Suppose I have a matrix m={{1,2,3},{3,-2,1/3}};
I want to find the positions of, for example, 2 largest elements in each row that is above 1/2.
So, in m, 2 and 3 are the ones in the first row and 3 is the one in the second row.
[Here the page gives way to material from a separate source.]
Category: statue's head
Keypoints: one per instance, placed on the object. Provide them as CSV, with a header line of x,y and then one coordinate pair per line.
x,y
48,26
Thus, the output should be their positions:
{{1,2},{1,3},{2,1}}
I tried to use Position[m, _?(# > 1/2 &)] but this will only find the position of elements that is above 1/2..
How can I do this?
Update: Shorter variations:
ClearAll[taken, takem, takek] taken[condition_, n_] := Apply[Join] @* MapIndexed[Thread[{#2[[1]], Select[Function[x, condition @ #[[x]]]] @ TakeLargest[# -> "Index", n]}] &] takem[condition_, m_] := Apply[Join] @* MapIndexed[Thread[{#2[[1]], Select[Function[x, condition @ #[[x]]]] @ Ordering[#, -m]}] &] takek[condition_, k_] := MapIndexed[Sequence @@ Thread[{#2[[1]], #}] &] @* Map[Cases[{a_ /; condition[a], b_} :> b] @ Nearest[# -> {"Element", "Index"}, Max @ #, k] &] Examples:
taken[GreaterEqualThan[1/2], 2] @ m {{1, 3}, {1, 2}, {2, 1}}
takem[GreaterEqualThan[1/2], 2] @ m {{1, 3}, {1, 2}, {2, 1}}
takek[GreaterEqualThan[1/2], 2] @ m {{1, 3}, {1, 2}, {2, 1}}
Original answer:
ClearAll[take] take[condition_, n_] := Apply[Join] @* MapIndexed[Thread[{#2[[1]], #}] &] @* Map[Map[#Index &] @ Select[condition @ #Element &] @ TakeLargest[# -> All, n]&] Examples:
take[GreaterEqualThan[1/2], 2] @ m {{1, 3}, {1, 2}, {2, 1}}
take[GreaterEqualThan[0], 2] @ m {{1, 3}, {1, 2}, {2, 1}, {2, 3}}
take[GreaterEqualThan[2], 3] @ {Range[5], Range[-3, 2], Reverse @ Range[4, 8]} {{1, 5}, {1, 4}, {1, 3}, {2, 6}, {3, 1}, {3, 2}, {3, 3}}
TakeLargest is the function you are looking for. And then Select to get the numbers above 1/2:
m = {{1, 2, 3}, {3, -2, 1/3}}; t = TakeLargest[#, 2] & /@ m sel=Select[# > 1/2 &] /@ t (*{{3, 2}, {3}}*) And then finally the positions. We first determine the position inside sel and then prepend the row number:
pos = Flatten /@ MapThread[Function[{x, y}, Position[x, #] & /@ y], {m, sel}] MapIndexed[Function[{x, y}, {Sequence @@ y, #} & /@ x], pos] (* {{{1, 3}, {1, 2}}, {{2, 1}}} *) We can also use the new PositionLargest (since 13.2)
m = {{1, 2, 3}, {3, -2, 1/3}}; Get positions:
p = Flatten @ PositionLargest[#, Min[2, Count[#, u_ /; u > 0.5]]] & /@ m {{3, 2}, {1}}
Index them:
Flatten[#, 1] & @ MapIndexed[Thread[{#2[[1]], #1}] &] @ p {{1, 3}, {1, 2}, {2, 1}}